Location University of Toronto, Toronto ON
Client University of Toronto
Type: Renovation (2 Floors)
Size 2,700 ft2
Team In Partnership with Gow Hastings Architect
The renewal of the Lobby and entrance to the Ontario Institute for Studies in Education (OISE) is a demonstration of the Institute’s core values to create an inclusive and impressionable space. The goal of the design was to infuse the 40 year old building with a positive spatial experience through Indigenous knowledge and perspectives.
The entrance provides a sense of welcoming with an upgraded building arcade and a new glass vestibule, creating a marquee with clear signage that promotes the University of Toronto and OISE brand. The perforated sign holds an internally illuminated screen and the oversized letters “OISE” that reference the native copper used by Indigenous groups in the Great Lakes region for countless decades. Feather reed grass and Indigenous Hydrangea line the marquee. Under the shade of the marquee, benches made from cedar warm up the concrete walkway and provide a place to sit and relax. Linear light fixtures dispersed amongst the planters highlight the landscaping and illuminate the journey to the entry, aiding in way-finding after dark.

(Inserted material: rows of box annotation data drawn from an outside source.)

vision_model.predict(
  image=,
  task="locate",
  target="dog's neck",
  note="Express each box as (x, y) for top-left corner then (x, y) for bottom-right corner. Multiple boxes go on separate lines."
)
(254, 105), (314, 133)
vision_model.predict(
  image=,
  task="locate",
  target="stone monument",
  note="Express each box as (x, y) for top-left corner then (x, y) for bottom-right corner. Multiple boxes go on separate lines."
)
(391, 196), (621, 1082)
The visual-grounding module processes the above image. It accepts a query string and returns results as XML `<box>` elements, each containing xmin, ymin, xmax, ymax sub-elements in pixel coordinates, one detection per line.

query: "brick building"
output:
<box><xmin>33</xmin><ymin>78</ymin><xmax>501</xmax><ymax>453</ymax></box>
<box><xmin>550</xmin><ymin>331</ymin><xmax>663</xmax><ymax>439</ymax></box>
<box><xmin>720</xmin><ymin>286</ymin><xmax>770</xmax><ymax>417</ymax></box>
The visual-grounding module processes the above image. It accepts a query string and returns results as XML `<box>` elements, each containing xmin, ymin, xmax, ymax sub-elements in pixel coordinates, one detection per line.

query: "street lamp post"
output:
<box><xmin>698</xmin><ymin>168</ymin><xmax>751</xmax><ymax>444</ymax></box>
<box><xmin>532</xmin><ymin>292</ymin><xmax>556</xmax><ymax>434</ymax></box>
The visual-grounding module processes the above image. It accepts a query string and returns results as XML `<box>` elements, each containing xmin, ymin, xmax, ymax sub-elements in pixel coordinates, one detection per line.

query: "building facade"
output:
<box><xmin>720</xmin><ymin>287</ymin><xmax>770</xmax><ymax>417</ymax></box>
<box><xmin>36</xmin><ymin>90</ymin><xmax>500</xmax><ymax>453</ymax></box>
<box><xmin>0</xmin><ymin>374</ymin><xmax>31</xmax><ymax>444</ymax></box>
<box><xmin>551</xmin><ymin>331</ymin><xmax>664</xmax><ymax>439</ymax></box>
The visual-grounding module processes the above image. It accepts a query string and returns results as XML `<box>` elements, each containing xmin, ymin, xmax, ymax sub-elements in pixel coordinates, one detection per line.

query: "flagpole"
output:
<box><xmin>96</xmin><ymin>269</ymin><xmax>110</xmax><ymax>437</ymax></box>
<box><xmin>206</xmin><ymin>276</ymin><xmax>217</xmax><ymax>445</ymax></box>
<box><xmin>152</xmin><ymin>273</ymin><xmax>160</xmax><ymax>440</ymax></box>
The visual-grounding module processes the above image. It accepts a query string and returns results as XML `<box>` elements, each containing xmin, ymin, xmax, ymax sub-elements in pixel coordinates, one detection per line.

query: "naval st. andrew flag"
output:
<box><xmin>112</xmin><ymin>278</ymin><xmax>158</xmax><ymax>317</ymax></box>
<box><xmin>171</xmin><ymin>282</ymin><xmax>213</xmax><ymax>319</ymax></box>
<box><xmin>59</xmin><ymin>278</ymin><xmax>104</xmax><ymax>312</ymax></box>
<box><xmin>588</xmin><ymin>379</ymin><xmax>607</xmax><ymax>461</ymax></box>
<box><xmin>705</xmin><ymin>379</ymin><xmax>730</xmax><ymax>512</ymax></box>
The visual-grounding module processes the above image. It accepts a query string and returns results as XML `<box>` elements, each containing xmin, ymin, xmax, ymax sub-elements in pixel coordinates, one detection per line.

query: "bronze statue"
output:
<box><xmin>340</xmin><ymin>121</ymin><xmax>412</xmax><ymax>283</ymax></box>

The elevators that serve the building, OISE Library, auditoriums, café and lounge spaces are accessible through the lobby. This key circulation space was invigorated with a dual-purposed welcome and security desk, a “touch-down” counter to support with orientation, a 387 square foot living wall and clusters of flexible soft seating designed with the intention of talking circles. The circular arrangement of the furniture symbolizes completeness, and establishes a non-hierarchical order where faculty and students can gather to collaborate.
The focal point of the lobby interior is the floor-to-ceiling “Dish with One Spoon” Wampum belt which symbolizes the importance of respect and responsibility for shared land. This Wampum belt is constructed with white and purple steel pipes to emulate the tubular shell beads traditionally used by Indigenous artisans on a large scale. The floor and ceiling of the lobby are inspired by the four directions and the celestial bodies which guide us. On the ceiling, lights form the pattern of the Pleiades star cluster. On the floor, a copper-coloured cross aligns with north, east, south and west. This directionality is in contrast to the OISE building, which conforms to the strict city grid..
The renewed lobby is a landmark destination and positive first impression of OISE that underscores its commitment to Indigenization, accessibility, equity and sustainability. Modernizing the entry to the Bloor Street West building has resulted in way finding, branding and signage, improved accessibility and new places for students and faculty to meet.